Yong Man Ro (M’92–SM’98) received the B.S. degree from Yonsei University, Seoul, South Korea, and the M.S. and Ph.D. degrees from the Korea Advanced Institute of Science and Technology (KAIST), Daejeon, South Korea. In 1987, he was a visiting researcher at Columbia University, and from 1992 to 1995, he was a visiting researcher at the University of California, Irvine and KAIST. He was a research fellow at the University of California, Berkeley and a visiting professor at the University of Toronto in 1996 and 2007, respectively.
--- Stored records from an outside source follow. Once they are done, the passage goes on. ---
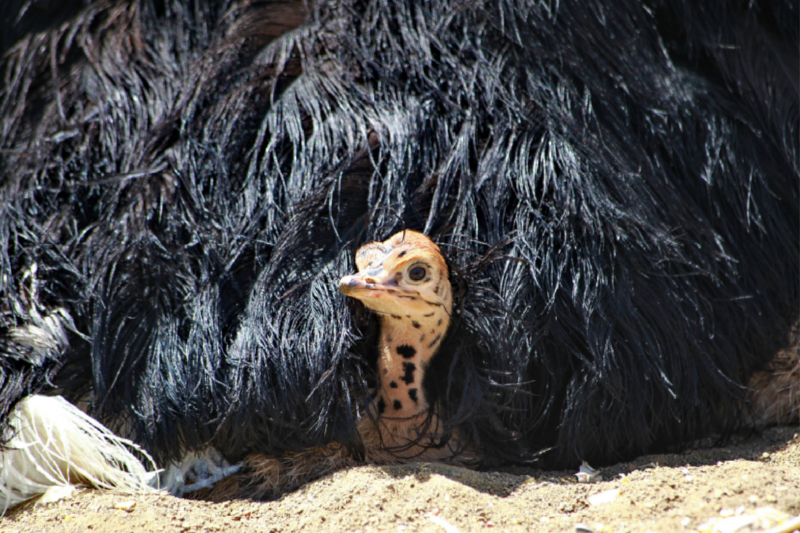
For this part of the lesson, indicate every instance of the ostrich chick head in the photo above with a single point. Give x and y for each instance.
(405, 281)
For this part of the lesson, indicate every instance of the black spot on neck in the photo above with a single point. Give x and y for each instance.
(412, 393)
(435, 340)
(406, 351)
(408, 373)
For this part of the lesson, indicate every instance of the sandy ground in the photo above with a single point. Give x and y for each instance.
(749, 485)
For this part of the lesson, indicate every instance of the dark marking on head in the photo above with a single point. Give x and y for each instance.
(408, 373)
(412, 393)
(406, 351)
(435, 340)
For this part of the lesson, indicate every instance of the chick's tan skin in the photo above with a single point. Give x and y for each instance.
(405, 281)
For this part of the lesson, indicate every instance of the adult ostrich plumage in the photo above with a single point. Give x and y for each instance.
(613, 187)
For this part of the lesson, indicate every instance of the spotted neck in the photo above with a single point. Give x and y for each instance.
(407, 344)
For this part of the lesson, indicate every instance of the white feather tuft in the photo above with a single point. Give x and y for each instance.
(57, 445)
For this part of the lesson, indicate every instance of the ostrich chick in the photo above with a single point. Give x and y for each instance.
(405, 281)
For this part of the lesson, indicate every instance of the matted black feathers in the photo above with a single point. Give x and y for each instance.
(186, 182)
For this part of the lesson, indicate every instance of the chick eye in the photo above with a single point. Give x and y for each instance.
(417, 273)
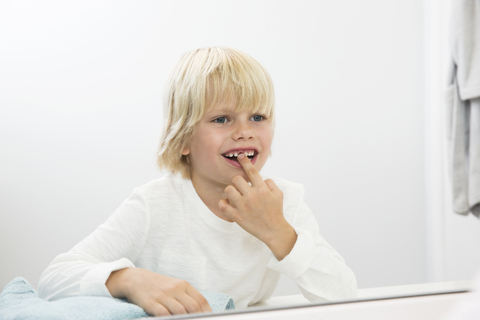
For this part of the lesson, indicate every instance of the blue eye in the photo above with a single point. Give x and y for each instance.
(220, 120)
(257, 117)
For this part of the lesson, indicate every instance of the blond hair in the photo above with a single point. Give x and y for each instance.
(201, 79)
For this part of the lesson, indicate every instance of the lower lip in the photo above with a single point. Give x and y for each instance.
(237, 164)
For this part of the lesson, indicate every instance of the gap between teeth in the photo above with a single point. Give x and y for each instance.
(235, 154)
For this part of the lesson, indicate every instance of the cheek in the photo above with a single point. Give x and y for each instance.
(266, 137)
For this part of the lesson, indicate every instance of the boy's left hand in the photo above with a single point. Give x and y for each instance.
(259, 209)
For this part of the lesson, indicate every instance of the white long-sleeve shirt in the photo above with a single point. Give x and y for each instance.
(165, 227)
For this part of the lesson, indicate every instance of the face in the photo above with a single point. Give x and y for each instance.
(219, 136)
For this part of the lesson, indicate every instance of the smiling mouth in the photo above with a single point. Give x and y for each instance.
(233, 155)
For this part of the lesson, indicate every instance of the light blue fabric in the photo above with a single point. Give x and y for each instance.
(19, 300)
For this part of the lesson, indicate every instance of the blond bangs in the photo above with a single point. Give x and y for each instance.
(202, 79)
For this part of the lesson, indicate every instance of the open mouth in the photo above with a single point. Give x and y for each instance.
(233, 155)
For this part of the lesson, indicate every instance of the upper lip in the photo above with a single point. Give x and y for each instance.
(241, 149)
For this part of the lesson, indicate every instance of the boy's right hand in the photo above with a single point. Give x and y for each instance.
(157, 294)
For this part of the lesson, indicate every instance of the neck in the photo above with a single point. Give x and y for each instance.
(210, 194)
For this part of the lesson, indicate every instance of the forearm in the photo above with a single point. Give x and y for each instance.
(282, 242)
(319, 271)
(73, 274)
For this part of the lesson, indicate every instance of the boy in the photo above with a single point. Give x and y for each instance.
(212, 223)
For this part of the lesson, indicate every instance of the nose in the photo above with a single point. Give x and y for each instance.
(242, 131)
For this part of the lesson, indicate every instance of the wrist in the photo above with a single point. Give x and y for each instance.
(118, 282)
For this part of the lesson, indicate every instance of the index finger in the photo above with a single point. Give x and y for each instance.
(251, 171)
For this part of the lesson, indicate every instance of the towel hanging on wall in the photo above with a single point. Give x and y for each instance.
(463, 106)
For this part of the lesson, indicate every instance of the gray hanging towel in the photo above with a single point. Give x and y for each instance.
(463, 106)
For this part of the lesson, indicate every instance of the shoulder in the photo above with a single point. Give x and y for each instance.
(167, 187)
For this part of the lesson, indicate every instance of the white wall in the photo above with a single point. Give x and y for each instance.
(80, 100)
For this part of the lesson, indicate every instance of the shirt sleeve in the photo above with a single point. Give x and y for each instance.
(319, 271)
(114, 245)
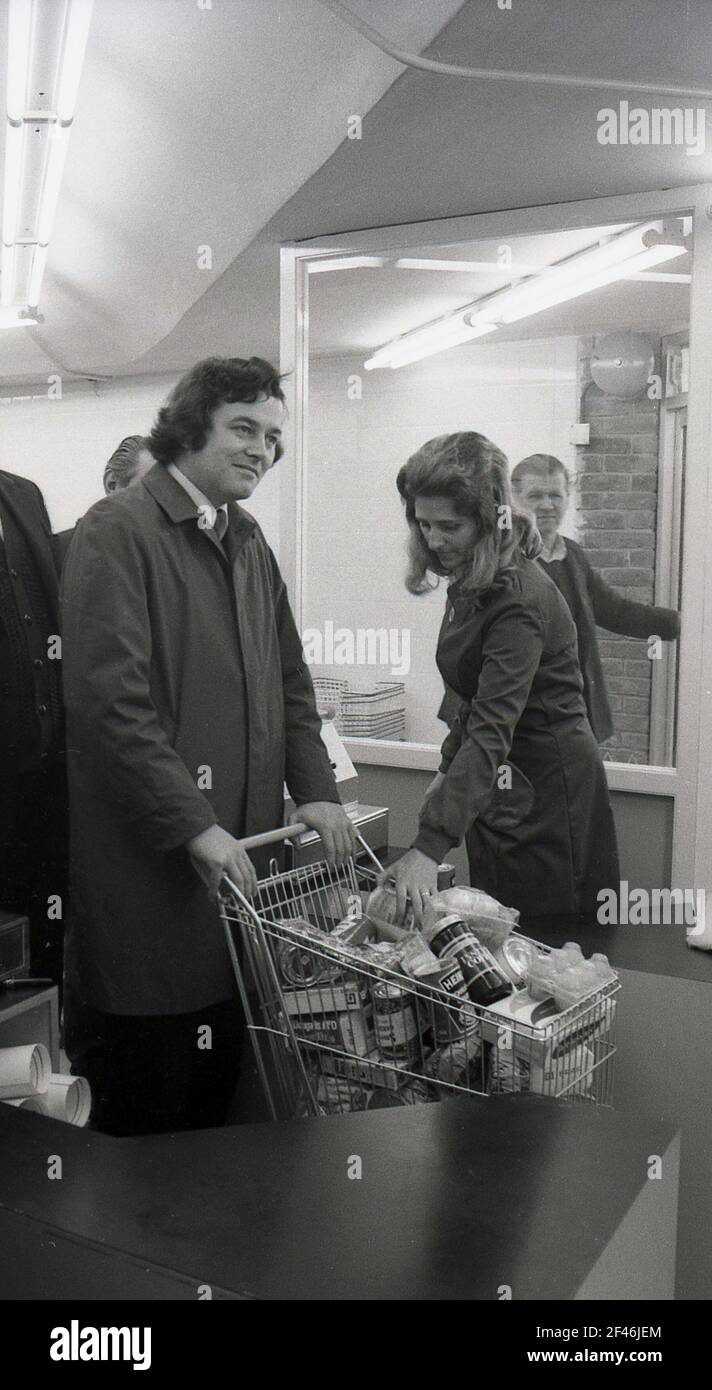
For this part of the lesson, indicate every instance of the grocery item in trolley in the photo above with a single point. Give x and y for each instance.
(484, 916)
(565, 976)
(449, 938)
(444, 1005)
(395, 1022)
(515, 958)
(301, 965)
(459, 1064)
(381, 908)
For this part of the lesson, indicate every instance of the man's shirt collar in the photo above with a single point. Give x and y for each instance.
(205, 508)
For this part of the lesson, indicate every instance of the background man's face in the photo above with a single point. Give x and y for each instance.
(238, 451)
(545, 499)
(143, 463)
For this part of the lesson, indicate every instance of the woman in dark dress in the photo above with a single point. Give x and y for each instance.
(540, 485)
(520, 777)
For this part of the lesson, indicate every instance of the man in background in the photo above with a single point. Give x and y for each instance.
(541, 487)
(130, 462)
(125, 467)
(189, 705)
(34, 809)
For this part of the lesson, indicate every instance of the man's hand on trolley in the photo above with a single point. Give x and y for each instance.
(415, 877)
(216, 854)
(331, 822)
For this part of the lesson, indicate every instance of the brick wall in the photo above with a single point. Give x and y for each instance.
(615, 516)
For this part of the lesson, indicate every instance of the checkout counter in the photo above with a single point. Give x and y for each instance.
(455, 1201)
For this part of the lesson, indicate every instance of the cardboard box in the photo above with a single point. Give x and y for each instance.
(370, 1070)
(327, 998)
(351, 1030)
(543, 1041)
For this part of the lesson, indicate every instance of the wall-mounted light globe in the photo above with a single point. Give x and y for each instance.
(622, 364)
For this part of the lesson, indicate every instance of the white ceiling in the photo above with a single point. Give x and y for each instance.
(227, 127)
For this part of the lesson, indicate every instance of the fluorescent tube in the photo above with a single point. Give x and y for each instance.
(13, 181)
(545, 293)
(7, 275)
(50, 189)
(77, 34)
(39, 260)
(18, 46)
(424, 342)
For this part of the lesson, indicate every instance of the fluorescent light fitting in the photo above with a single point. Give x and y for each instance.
(59, 141)
(426, 342)
(524, 300)
(74, 49)
(39, 260)
(659, 277)
(13, 181)
(7, 275)
(466, 267)
(18, 49)
(346, 263)
(563, 280)
(17, 319)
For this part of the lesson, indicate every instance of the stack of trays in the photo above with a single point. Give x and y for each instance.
(373, 710)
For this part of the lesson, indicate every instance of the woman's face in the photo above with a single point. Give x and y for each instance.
(449, 535)
(545, 499)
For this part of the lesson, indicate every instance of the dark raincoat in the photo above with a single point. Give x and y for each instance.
(188, 702)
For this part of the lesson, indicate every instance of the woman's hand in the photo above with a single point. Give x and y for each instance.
(413, 876)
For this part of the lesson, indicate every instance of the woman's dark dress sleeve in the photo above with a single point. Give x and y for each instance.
(481, 737)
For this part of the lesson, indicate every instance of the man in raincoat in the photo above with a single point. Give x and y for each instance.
(188, 706)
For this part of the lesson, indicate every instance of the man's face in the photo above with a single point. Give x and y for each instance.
(238, 451)
(545, 499)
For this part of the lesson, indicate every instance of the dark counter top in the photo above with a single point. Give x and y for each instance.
(454, 1201)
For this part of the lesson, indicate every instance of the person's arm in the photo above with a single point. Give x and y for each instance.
(625, 616)
(511, 656)
(309, 774)
(308, 769)
(106, 663)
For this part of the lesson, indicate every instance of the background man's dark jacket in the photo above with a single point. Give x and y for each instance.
(188, 702)
(32, 780)
(594, 603)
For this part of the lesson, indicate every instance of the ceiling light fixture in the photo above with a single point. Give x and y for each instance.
(25, 38)
(638, 249)
(427, 341)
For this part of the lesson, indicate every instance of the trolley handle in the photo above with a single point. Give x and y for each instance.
(273, 837)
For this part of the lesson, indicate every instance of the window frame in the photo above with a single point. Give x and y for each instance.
(690, 781)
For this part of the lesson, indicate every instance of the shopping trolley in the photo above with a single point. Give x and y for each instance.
(338, 1026)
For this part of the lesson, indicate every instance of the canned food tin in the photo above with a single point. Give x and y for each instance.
(395, 1023)
(447, 1008)
(515, 958)
(383, 906)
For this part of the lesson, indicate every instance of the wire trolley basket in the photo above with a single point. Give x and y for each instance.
(335, 1026)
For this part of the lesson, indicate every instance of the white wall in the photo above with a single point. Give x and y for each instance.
(64, 444)
(520, 395)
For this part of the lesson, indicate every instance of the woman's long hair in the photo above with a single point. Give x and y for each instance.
(473, 474)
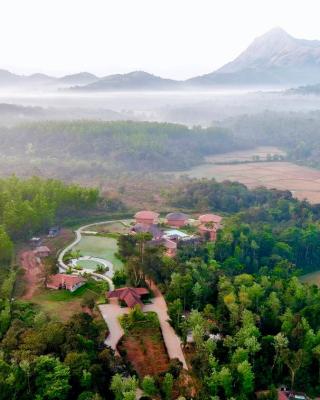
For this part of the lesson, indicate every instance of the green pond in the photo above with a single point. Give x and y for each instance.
(101, 247)
(89, 264)
(312, 278)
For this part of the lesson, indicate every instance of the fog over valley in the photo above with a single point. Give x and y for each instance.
(159, 200)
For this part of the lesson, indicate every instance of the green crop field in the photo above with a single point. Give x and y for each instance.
(313, 278)
(101, 247)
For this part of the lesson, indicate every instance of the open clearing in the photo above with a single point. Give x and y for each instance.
(101, 247)
(62, 304)
(245, 155)
(303, 182)
(145, 350)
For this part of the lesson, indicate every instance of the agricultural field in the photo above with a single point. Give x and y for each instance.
(62, 304)
(101, 247)
(313, 278)
(143, 345)
(303, 182)
(261, 152)
(120, 227)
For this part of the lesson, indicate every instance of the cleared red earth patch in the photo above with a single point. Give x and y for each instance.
(146, 352)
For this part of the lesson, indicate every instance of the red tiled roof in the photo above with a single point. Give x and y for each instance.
(176, 216)
(146, 214)
(69, 281)
(43, 249)
(131, 296)
(205, 228)
(210, 218)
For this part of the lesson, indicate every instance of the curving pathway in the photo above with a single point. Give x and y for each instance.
(112, 311)
(77, 239)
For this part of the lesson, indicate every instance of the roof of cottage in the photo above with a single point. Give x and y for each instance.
(64, 279)
(155, 231)
(177, 216)
(205, 218)
(42, 249)
(144, 214)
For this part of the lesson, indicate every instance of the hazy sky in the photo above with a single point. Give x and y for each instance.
(172, 38)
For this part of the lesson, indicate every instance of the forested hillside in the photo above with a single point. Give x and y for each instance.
(297, 133)
(93, 148)
(253, 325)
(31, 206)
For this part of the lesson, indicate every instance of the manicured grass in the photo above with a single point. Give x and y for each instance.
(101, 247)
(313, 278)
(142, 345)
(62, 304)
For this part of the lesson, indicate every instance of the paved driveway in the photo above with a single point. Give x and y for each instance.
(112, 311)
(171, 339)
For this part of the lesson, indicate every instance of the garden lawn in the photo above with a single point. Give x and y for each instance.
(313, 278)
(101, 247)
(143, 345)
(62, 304)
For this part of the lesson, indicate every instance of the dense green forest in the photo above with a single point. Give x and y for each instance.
(270, 229)
(254, 325)
(92, 148)
(31, 206)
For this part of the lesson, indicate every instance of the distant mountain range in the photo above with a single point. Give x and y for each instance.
(10, 80)
(273, 59)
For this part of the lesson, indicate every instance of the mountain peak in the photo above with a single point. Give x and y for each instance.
(276, 31)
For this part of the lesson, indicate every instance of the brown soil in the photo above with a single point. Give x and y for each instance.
(59, 242)
(146, 352)
(32, 275)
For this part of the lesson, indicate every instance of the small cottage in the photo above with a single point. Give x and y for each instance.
(209, 225)
(146, 217)
(131, 296)
(53, 231)
(153, 229)
(177, 219)
(65, 281)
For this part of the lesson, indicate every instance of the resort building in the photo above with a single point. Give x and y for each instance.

He is currently holding the position of full professor at KAIST, where he is directing the Image and Video Systems Lab. He participated in the MPEG-7 and MPEG-21 international standardization efforts, contributing to the definition of the MPEG-7 texture descriptor, the MPEG-21 DIA visual impairment descriptors, and modality conversion. His research interests include image/video processing, multimedia adaptation, visual data mining, image/video indexing, and multimedia security. Dr. Ro received the Young Investigator Finalist Award of ISMRM in 1992 and the Scientist Award in Korea in 2003. He served as a TPC member of international conferences such as IWDW, WIAMIS, AIRS, and CCNC, and he was the program co-chair of IWDW 2004.